Incident management in Oracle Enterprise Manager Ops Center consists of several components that are designed to work together to simplify managing incidents for a large number of assets. The components include monitoring rules, suggested actions, and methods for automating incident identification and resolution.
Monitoring includes a standard set of monitoring rules, consisting of an asset's attribute and the threshold value for that attribute. When Oracle Enterprise Manager Ops Center performs monitoring, it generates alerts, which connect to both the incident management and notification features.
When an asset is not operating within the parameters defined in the monitoring rules and policies, Oracle Enterprise Manager Ops Center generates an incident and displays the information in the Unassigned Incidents section. Incidents appear as Informational (Info), Warning, or Critical severity. All incidents appear in the Message Center. When an incident is first detected, it appears in the Unassigned category. When you assign an incident to yourself, it moves from the Unassigned Incidents to My Incidents. When an incident is assigned to someone else, it appears in Assigned Incidents.
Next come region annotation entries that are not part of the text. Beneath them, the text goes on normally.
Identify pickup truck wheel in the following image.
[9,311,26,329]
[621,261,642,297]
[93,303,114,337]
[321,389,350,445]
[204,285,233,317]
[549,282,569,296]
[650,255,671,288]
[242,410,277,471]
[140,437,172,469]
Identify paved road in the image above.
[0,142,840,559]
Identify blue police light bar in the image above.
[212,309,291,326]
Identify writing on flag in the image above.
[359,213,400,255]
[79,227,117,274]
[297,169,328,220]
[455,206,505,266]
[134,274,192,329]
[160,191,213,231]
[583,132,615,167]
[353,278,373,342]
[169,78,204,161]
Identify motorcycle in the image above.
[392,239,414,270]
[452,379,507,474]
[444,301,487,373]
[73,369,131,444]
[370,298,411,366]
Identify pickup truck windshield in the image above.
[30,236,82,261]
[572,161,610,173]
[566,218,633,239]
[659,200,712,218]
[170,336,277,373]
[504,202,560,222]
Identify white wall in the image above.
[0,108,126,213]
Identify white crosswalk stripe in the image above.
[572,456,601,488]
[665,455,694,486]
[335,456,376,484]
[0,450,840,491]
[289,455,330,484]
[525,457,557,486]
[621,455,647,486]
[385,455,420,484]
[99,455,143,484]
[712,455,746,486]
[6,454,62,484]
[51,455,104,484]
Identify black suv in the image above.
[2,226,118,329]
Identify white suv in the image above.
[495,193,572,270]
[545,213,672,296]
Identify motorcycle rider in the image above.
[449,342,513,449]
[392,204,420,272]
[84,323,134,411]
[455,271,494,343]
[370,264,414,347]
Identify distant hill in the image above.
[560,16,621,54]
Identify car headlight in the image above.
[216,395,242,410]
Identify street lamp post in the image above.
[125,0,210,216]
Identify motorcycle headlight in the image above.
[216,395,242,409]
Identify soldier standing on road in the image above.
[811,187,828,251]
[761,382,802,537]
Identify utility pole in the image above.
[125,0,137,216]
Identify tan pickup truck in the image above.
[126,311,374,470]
For example, the CPU usage on a Sun Fire x4150 host is exceeded and an incident is generated. You assign the incident to Bob. Bob is concerned because these systems are often used to host Oracle Solaris Zones.
Bob reviews the incident and adds the following comment to the incident: This asset is not powerful enough and cannot cope with the load. Bob also wants to associate an annotation with the Global Zone asset type. He wants to add a recommended action annotation to the asset type to check for processes that are consuming excessive CPU usage on the Global Zone. He adds the following annotation to the asset type: Run the prstat 1 1 command to check which processes are taking CPU.
The annotation is saved in the Incidents Knowledge Base and displays the next time CPU usage is exceeded on a global zone asset type.
Oracle Enterprise Manager Ops Center uses a help desk approach to manage incidents.
The following are the key tools available for taking action on an incident:
Message Center: View the status of incidents and assign incidents.
Annotations: Add notes and change status. Use annotation options to provide recommended actions or fixes, or add custom scripts to provide an automated response to an incident.
Operational Plans: Deploy a shell script against a specific asset, or asset sub-type to automate incident resolution.
Incidents Knowledge Base: Collect comments and suggested actions for known issues for future use.
When you want to receive e-mail or pager notification each time an incident is reported in the Message Center, create notification rules to send a message advising you of a new critical or warning incident.
The Message Center contains a detailed list of unassigned incidents, incidents assigned to you, and incidents assigned to other users.
You can manage incidents from either the Message Center or from the Asset view. You can view and add comments and annotations, take action on an incident, and close incidents.
The Message Center provides a list of all incidents. Select an incident to see its details and activity.
From the Asset tree in the Navigation pane, select the asset and then click the Incidents tab to see a list of incidents for that asset.
When you have the Manage or Admin role for the asset, you can take action on the incident. The person assigned to the incident must also have the Manage or Admin role. When the icon is not active, you do not have the appropriate role.
You can view unresolved incidents for a specific asset or by incident.
To view unresolved incidents for a specific asset, click the asset in the Navigation pane, then click the Incidents tab in the center pane.
To view unresolved incidents from the Message Center, click one of the following:
Unassigned Incidents
My Incidents
Incidents Assigned to Others
The number of unresolved incidents for an asset appears in a bar chart and in a summary by severity. All Unresolved incidents appear in a table.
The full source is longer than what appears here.